Fast mmCIF (Macromolecular Crystallographic Information File) parser written in Nim with Python bindings

The goal of this repository is to experiment with vibe coding while building something useful for bioinformatics community, to see how much of a cross platform library can be driven to completion by transformers

Verdict: I have upgraded to the Max 200$ plan. Opus is the only viable model, at least for me, and can be treated as a superhumanly fast but imperfect junior developer.
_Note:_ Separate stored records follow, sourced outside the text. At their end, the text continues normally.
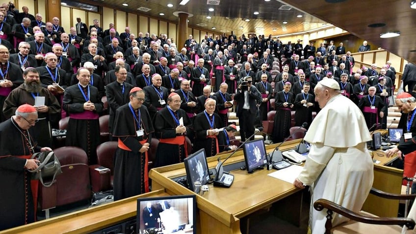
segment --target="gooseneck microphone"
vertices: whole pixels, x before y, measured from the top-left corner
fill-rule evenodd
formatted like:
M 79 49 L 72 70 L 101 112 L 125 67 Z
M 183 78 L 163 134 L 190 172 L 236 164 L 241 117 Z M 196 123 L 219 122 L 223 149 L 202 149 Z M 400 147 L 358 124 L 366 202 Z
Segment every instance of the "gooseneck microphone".
M 270 161 L 269 162 L 269 163 L 270 163 L 270 164 L 273 163 L 273 155 L 274 155 L 274 154 L 275 151 L 276 151 L 276 150 L 278 150 L 278 150 L 279 150 L 279 147 L 280 147 L 280 146 L 281 146 L 282 144 L 283 144 L 283 143 L 284 143 L 285 142 L 286 142 L 287 141 L 287 140 L 288 140 L 288 139 L 289 139 L 289 138 L 290 138 L 291 136 L 293 136 L 294 134 L 295 134 L 295 133 L 296 133 L 296 132 L 297 132 L 298 131 L 299 131 L 300 130 L 300 129 L 301 129 L 301 128 L 305 128 L 305 127 L 306 127 L 306 126 L 308 126 L 308 123 L 307 123 L 307 122 L 305 122 L 305 123 L 304 123 L 303 124 L 302 124 L 302 126 L 300 126 L 300 127 L 299 127 L 297 129 L 296 129 L 296 130 L 295 130 L 295 131 L 293 131 L 293 132 L 292 132 L 292 134 L 290 134 L 289 136 L 288 136 L 287 138 L 285 138 L 285 139 L 283 140 L 283 141 L 282 141 L 282 142 L 280 144 L 279 144 L 279 145 L 278 145 L 278 146 L 277 146 L 277 147 L 276 147 L 275 148 L 274 148 L 274 150 L 273 150 L 273 152 L 272 152 L 271 155 L 270 155 Z
M 215 177 L 214 179 L 214 186 L 219 186 L 221 187 L 230 187 L 231 186 L 231 184 L 233 184 L 233 182 L 234 180 L 234 176 L 231 175 L 229 173 L 226 172 L 224 171 L 224 167 L 223 167 L 223 164 L 229 158 L 230 158 L 231 156 L 233 156 L 234 154 L 239 149 L 241 148 L 247 141 L 250 140 L 250 138 L 253 137 L 256 133 L 258 132 L 260 132 L 263 130 L 263 127 L 259 127 L 258 130 L 256 130 L 253 133 L 253 135 L 251 135 L 249 137 L 246 139 L 245 141 L 243 142 L 242 144 L 240 145 L 237 149 L 234 150 L 234 151 L 231 153 L 228 157 L 227 157 L 222 162 L 220 160 L 220 157 L 218 157 L 218 163 L 217 164 L 216 166 L 215 166 Z

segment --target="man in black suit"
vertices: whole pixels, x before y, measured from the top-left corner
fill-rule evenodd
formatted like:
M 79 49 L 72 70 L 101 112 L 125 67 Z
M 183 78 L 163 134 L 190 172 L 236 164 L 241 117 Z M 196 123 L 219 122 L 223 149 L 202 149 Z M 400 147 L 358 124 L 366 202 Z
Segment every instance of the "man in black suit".
M 29 14 L 29 8 L 27 6 L 23 6 L 22 7 L 23 12 L 18 13 L 16 16 L 16 21 L 18 24 L 22 23 L 22 20 L 24 18 L 28 18 L 30 21 L 35 20 L 35 17 L 33 15 Z
M 87 25 L 81 22 L 81 18 L 77 17 L 77 24 L 75 24 L 75 28 L 77 29 L 77 35 L 81 38 L 85 38 L 88 34 L 88 29 Z
M 337 47 L 337 51 L 335 54 L 339 55 L 339 54 L 344 54 L 345 53 L 345 48 L 344 47 L 344 44 L 342 42 L 340 42 L 339 43 L 339 46 Z
M 413 86 L 416 84 L 416 65 L 410 62 L 405 65 L 402 80 L 403 82 L 403 90 L 406 90 L 405 87 L 407 85 L 408 92 L 411 92 Z
M 242 141 L 246 140 L 246 136 L 254 133 L 254 120 L 258 106 L 261 102 L 261 94 L 254 85 L 252 85 L 252 82 L 251 77 L 244 77 L 234 96 L 234 100 L 237 102 L 236 116 L 239 121 Z M 254 137 L 251 139 L 254 140 Z

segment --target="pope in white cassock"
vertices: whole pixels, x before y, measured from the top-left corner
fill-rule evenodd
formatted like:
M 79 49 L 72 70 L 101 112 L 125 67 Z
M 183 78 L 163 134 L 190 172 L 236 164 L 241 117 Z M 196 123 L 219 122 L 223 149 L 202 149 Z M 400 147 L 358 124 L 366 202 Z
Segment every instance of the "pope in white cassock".
M 304 138 L 311 143 L 311 150 L 293 182 L 298 188 L 311 186 L 309 225 L 312 234 L 324 233 L 326 221 L 326 209 L 315 210 L 315 201 L 323 198 L 358 212 L 373 184 L 373 161 L 366 145 L 371 138 L 365 120 L 339 89 L 331 78 L 322 79 L 315 87 L 315 99 L 322 109 Z M 334 213 L 333 226 L 348 220 Z

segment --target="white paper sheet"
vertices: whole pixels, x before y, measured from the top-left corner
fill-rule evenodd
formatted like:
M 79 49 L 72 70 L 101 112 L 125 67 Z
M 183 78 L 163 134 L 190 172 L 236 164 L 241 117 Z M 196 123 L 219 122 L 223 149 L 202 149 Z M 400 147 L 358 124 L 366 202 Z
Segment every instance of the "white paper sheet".
M 293 183 L 295 179 L 298 178 L 303 168 L 303 167 L 297 165 L 292 165 L 289 167 L 276 171 L 267 175 Z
With right prompting, it can be used to automate a lot of boring work and allow me to focus on the high level creative ones.

Features

  • 🚀 High-performance parsing of mmCIF files using Nim
  • 🌍 Cross-platform support (Linux, macOS, Windows)
  • 📦 Easy installation via pip

Installation

Prerequisites

From PyPI

pip install nim-mmcif

From Source

# Install Nim (platform-specific, see below)
# macOS: brew install nim
# Linux: curl https://nim-lang.org/choosenim/init.sh -sSf | sh
# Windows: scoop install nim

# Install the package
git clone https://github.com/lucidrains/nim-mmcif
cd nim-mmcif
pip install -e .

For detailed platform-specific instructions, see CROSS_PLATFORM.md.

Quick Start

Python Usage

Dictionary Access

from nim_mmcif import parse_mmcif

# Parse an mmCIF file (returns dict by default)
data = parse_mmcif("tests/test.mmcif")
print(f"Found {len(data['atoms'])} atoms")

# Access atom properties using dictionary notation
first_atom = data['atoms'][0]
print(f"Atom {first_atom['id']}: {first_atom['label_atom_id']}")
print(f"Position: ({first_atom['x']}, {first_atom['y']}, {first_atom['z']})")

# Parse multiple files using glob patterns
results = parse_mmcif("tests/*.mmcif")
for filepath, data in results.items():
    print(f"{filepath}: {len(data['atoms'])} atoms")

Dataclass Access

from nim_mmcif import parse_mmcif, parse_mmcif_batch

# Parse with dataclass support for cleaner dot notation access
data = parse_mmcif("tests/test.mmcif", as_dataclass=True)
print(f"Found {data.atom_count} atoms")

# Access atom properties using dot notation
first_atom = data.atoms[0]
print(f"Atom {first_atom.id}: {first_atom.label_atom_id}")
print(f"Position: ({first_atom.x}, {first_atom.y}, {first_atom.z})")
print(f"Chain: {first_atom.label_asym_id}, Residue: {first_atom.label_comp_id}")

# Use convenience properties and methods
print(f"Unique chains: {data.chains}")
print(f"Number of residues: {len(data.residues)}")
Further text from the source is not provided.